Comprendiamo l’esercizio pragmatico dell’autorevole testata londinese, tuttavia per chi scrive la Warren non può essere identificata solo con l’attribuzione del “minor danno”. La senatrice del Massachusetts, nata nel mid-west, nella “polverosa” Oklahoma (Norman), da una famiglia di basso ceto è la vivente interprete del progressivismo liberal americano. Una donna che partendo da umili condizioni è giunta ai vertici dell’élite accademica e professionale del suo paese lottando caparbiamente, ma evitando nel contempo di farsi catturare dalle sirene del circolo degli “ottimati”, come è accaduto per tanti suoi illustri predecessori, di cui ci si ricorda solo la loro appassionata gioventù “pseudo-rivoluzionaria” (The Clintons’).
Tra i più brillanti esperti nazionali di diritto economico, nel corso del secondo mandato Obama fu messa a capo del potente Consumer Financial Protection Bureau, un ente di tutela dei consumatori e di repressioni frodi commessi a loro danno. Nel corso del suo incarico furono messi sotto inchiesta, e in gran parte deferiti all’autorità giudiziaria, alcuni amministratori delegati di grandi corporation industriali o di banche e società finanziarie. La Warren non si fece nessun scrupolo quando si presentò l’occasione di entrare in conflitto con i principali reggitori del Democratic Party. Costrinse Obama a nominare Janet Yellen alla FED, anziché il potentissimo Larry Summer; fece mancare il suo cruciale sostegno a Hillary Clinton durante le scorse primarie preferendole Bernie Sanders.

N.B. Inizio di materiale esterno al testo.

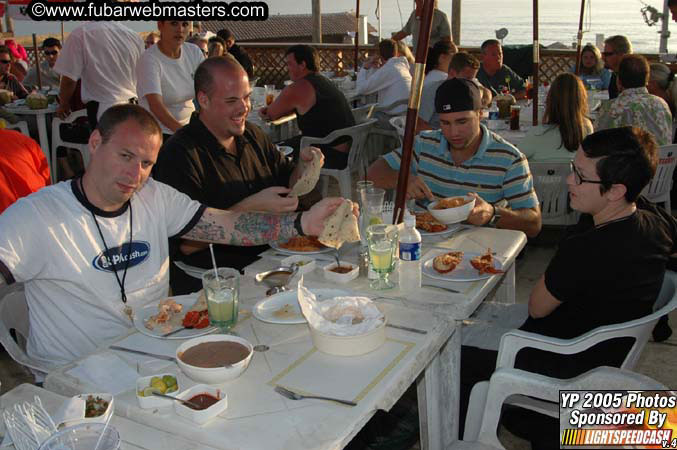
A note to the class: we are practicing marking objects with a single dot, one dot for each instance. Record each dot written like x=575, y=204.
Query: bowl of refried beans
x=215, y=358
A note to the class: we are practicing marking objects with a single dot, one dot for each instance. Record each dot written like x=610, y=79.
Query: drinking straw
x=216, y=271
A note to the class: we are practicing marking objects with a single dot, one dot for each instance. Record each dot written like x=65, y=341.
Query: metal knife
x=139, y=352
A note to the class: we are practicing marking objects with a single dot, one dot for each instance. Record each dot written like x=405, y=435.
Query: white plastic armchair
x=356, y=157
x=363, y=113
x=550, y=184
x=57, y=141
x=21, y=126
x=506, y=383
x=515, y=340
x=658, y=190
x=14, y=315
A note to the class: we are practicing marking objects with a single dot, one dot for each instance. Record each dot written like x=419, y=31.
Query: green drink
x=222, y=297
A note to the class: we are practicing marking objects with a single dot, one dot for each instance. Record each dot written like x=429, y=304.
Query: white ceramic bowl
x=452, y=215
x=202, y=416
x=308, y=267
x=285, y=150
x=341, y=277
x=103, y=418
x=349, y=345
x=155, y=401
x=214, y=375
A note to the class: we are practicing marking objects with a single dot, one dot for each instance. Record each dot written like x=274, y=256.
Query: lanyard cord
x=123, y=296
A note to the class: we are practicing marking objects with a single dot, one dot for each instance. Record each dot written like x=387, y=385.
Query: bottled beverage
x=493, y=116
x=410, y=255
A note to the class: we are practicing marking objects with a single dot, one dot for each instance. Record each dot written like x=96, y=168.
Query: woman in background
x=593, y=72
x=437, y=65
x=662, y=84
x=565, y=122
x=165, y=76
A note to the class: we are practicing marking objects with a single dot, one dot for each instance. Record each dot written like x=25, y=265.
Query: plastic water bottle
x=493, y=117
x=410, y=255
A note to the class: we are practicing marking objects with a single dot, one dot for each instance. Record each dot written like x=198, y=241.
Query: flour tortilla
x=310, y=176
x=340, y=227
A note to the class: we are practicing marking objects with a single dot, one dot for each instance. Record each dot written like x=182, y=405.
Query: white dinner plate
x=277, y=248
x=143, y=313
x=266, y=309
x=450, y=229
x=463, y=272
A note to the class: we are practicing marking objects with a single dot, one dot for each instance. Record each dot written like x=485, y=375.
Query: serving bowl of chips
x=452, y=209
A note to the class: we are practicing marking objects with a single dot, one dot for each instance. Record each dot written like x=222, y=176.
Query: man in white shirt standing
x=388, y=75
x=104, y=56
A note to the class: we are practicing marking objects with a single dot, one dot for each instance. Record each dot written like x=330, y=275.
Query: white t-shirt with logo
x=171, y=78
x=50, y=242
x=104, y=55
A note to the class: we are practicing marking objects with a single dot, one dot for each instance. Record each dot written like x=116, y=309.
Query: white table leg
x=438, y=392
x=505, y=293
x=44, y=141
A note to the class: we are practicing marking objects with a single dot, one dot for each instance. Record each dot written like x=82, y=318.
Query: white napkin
x=106, y=371
x=335, y=316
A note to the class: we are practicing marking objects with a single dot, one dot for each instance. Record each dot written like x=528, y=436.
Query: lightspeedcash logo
x=43, y=10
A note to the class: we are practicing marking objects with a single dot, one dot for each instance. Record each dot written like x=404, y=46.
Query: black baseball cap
x=456, y=95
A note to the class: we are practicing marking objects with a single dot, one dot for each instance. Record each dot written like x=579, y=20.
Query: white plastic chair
x=399, y=123
x=21, y=126
x=550, y=184
x=507, y=382
x=514, y=341
x=14, y=315
x=658, y=190
x=57, y=141
x=363, y=113
x=356, y=157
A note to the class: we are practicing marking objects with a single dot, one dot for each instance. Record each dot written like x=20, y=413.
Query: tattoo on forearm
x=244, y=229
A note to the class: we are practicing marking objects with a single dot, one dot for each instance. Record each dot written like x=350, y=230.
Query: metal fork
x=295, y=396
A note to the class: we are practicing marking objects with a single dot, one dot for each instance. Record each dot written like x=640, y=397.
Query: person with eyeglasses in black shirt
x=615, y=47
x=51, y=47
x=7, y=80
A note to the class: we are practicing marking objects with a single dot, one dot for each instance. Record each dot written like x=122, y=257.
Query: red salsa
x=204, y=401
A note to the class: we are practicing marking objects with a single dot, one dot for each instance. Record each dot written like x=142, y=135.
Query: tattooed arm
x=250, y=228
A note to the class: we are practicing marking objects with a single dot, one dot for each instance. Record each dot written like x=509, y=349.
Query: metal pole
x=37, y=61
x=317, y=21
x=412, y=110
x=579, y=38
x=535, y=70
x=456, y=21
x=665, y=34
x=357, y=32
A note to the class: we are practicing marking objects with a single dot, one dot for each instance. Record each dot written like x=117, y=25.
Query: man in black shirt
x=237, y=51
x=608, y=269
x=222, y=161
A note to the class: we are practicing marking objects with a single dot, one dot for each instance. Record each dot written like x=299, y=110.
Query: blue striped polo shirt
x=496, y=171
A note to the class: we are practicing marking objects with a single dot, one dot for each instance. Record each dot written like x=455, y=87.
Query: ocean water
x=558, y=21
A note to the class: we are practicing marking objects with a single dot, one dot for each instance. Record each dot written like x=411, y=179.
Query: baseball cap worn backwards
x=456, y=95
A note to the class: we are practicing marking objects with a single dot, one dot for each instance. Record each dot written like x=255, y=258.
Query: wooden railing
x=271, y=68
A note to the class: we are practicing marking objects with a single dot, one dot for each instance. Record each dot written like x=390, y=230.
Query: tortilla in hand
x=309, y=178
x=340, y=227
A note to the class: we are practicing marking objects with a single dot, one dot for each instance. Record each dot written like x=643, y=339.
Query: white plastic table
x=438, y=428
x=134, y=435
x=259, y=418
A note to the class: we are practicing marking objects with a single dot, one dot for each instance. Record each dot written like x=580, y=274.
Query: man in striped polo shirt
x=464, y=157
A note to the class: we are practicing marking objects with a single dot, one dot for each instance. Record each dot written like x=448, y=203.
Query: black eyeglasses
x=579, y=178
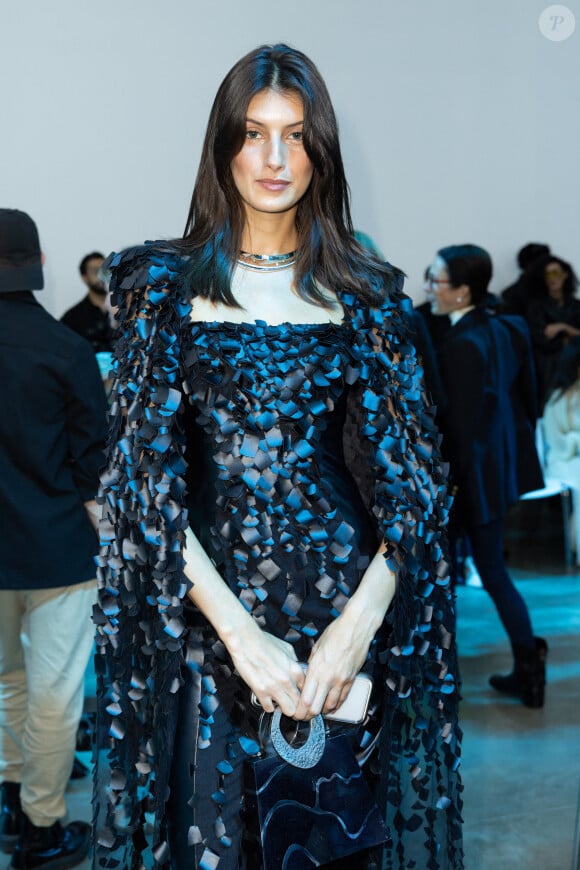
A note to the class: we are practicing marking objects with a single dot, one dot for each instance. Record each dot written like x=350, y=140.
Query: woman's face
x=272, y=172
x=442, y=296
x=555, y=278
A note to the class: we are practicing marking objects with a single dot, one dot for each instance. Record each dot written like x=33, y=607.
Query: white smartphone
x=353, y=709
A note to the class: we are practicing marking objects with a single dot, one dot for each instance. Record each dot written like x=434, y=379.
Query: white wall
x=460, y=121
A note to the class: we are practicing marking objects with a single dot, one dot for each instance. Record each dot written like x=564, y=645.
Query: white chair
x=553, y=486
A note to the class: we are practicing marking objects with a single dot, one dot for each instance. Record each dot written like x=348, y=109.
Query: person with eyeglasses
x=553, y=314
x=488, y=438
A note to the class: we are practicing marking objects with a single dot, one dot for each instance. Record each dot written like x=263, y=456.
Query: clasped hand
x=270, y=668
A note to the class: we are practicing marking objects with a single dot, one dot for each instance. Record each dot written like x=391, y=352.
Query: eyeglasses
x=429, y=279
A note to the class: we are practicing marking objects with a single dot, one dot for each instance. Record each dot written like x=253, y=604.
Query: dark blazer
x=489, y=421
x=52, y=438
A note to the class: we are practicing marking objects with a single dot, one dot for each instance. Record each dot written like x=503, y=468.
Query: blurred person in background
x=52, y=439
x=515, y=298
x=488, y=438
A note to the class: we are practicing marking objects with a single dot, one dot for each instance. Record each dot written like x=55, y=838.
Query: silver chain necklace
x=267, y=262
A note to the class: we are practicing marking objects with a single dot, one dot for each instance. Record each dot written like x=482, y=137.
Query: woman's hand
x=269, y=667
x=341, y=650
x=334, y=662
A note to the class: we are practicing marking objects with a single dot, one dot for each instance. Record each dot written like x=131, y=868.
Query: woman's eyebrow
x=261, y=123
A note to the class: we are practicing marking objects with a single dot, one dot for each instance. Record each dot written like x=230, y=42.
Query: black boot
x=10, y=815
x=528, y=678
x=55, y=847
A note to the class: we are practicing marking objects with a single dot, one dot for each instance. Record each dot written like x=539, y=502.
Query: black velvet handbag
x=310, y=805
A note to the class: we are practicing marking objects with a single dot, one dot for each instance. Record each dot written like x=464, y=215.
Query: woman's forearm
x=212, y=595
x=265, y=663
x=372, y=598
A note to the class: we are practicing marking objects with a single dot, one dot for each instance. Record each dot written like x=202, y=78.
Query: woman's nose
x=276, y=156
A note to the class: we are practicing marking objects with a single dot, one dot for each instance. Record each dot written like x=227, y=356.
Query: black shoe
x=528, y=678
x=55, y=847
x=79, y=771
x=10, y=815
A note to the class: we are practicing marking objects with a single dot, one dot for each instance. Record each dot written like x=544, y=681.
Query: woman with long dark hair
x=553, y=314
x=274, y=504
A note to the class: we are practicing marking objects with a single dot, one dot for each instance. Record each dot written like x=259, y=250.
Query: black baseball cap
x=20, y=254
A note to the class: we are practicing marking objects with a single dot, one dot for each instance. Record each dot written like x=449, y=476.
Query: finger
x=309, y=689
x=334, y=699
x=267, y=704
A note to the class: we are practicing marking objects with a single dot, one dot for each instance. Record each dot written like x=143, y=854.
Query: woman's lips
x=273, y=184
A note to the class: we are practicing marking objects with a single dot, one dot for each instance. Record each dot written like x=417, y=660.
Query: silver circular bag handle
x=305, y=756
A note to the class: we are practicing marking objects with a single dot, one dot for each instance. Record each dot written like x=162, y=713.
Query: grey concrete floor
x=521, y=767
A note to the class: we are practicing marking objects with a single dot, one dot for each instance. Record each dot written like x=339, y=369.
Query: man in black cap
x=52, y=435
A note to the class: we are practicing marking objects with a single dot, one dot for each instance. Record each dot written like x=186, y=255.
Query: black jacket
x=52, y=438
x=489, y=422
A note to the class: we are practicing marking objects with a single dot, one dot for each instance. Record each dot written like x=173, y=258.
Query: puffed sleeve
x=397, y=454
x=140, y=565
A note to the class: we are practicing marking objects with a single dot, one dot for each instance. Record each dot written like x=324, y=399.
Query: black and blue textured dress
x=291, y=451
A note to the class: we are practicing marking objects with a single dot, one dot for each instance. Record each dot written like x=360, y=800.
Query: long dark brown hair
x=328, y=255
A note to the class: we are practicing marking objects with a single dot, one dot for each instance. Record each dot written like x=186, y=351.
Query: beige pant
x=46, y=637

Nonostante ciò, i media americani hanno sempre dipinto Elizabeth Warren come una potente donna “di palazzo”, attribuendole però uno scarso seguito popolare. Quindi, anche il suo nomignolo di “sceriffo di Wall Street” sapeva più di coloritura giornalistica che di reale preoccupazione da parte dei circoli finanziari americani. Anche la sua candidatura inizialmente non fece una grande impressione – eccetto qualche isolata sottolineatura, compresa la modestissima nostra sin dal novembre dello scorso anno, si veda https://ilponte.home.blog/2019/03/30/the-new-statesman-uk-mid-term-usa-18-sen-elizabeth-herring-warren-la-democrat-che-fa-impensierire-trump/ – infatti la si stimava con un rate del 2%.
Sennonché, nel corso di questi trascorsi sei mesi la senatrice del Massachusetts, grazie alla sua sorprendente capacità comunicativa, unita alla sua indubbia competenza, è entrata nel cuore della middle-class americana che la identifica di fatto oggidì come la vera portatrice dei suoi interessi. Assumendo questo ruolo, giorno dopo giorno, ha messo in ombra tutti i suoi competitori, sia scolorendo il predestinato Joe Biden, sia cassando le speranze “utopiche-rivoluzionarie” di Bernie Sanders. Ora, Wall Street realmente trema.
Il The Economist non ti “regala” la sua copertina solo perché sei “glamour” (affascinante). Per offrire a chi legge un metro di comparazione si sappia che al nostro adorato “perdente di successo” la pubblicazione britannica gli riservò in quei suoi circa tre anni di “magnifico splendore” non più di qualche nascosta colonnina redazionale a volte priva di illustrazioni a corredo.
E’ vero, se la Warren dovesse raggiungere il suo scopo, potrebbe cambiare l’attuale quadro economico-politico internazionale e diventare la personificazione di un nuovo paradigma. Concordiamo con l’ipotesi ventilata dal The Economist. Per noi, socialdemocratici e progressisti europei, non resta che augurarcela.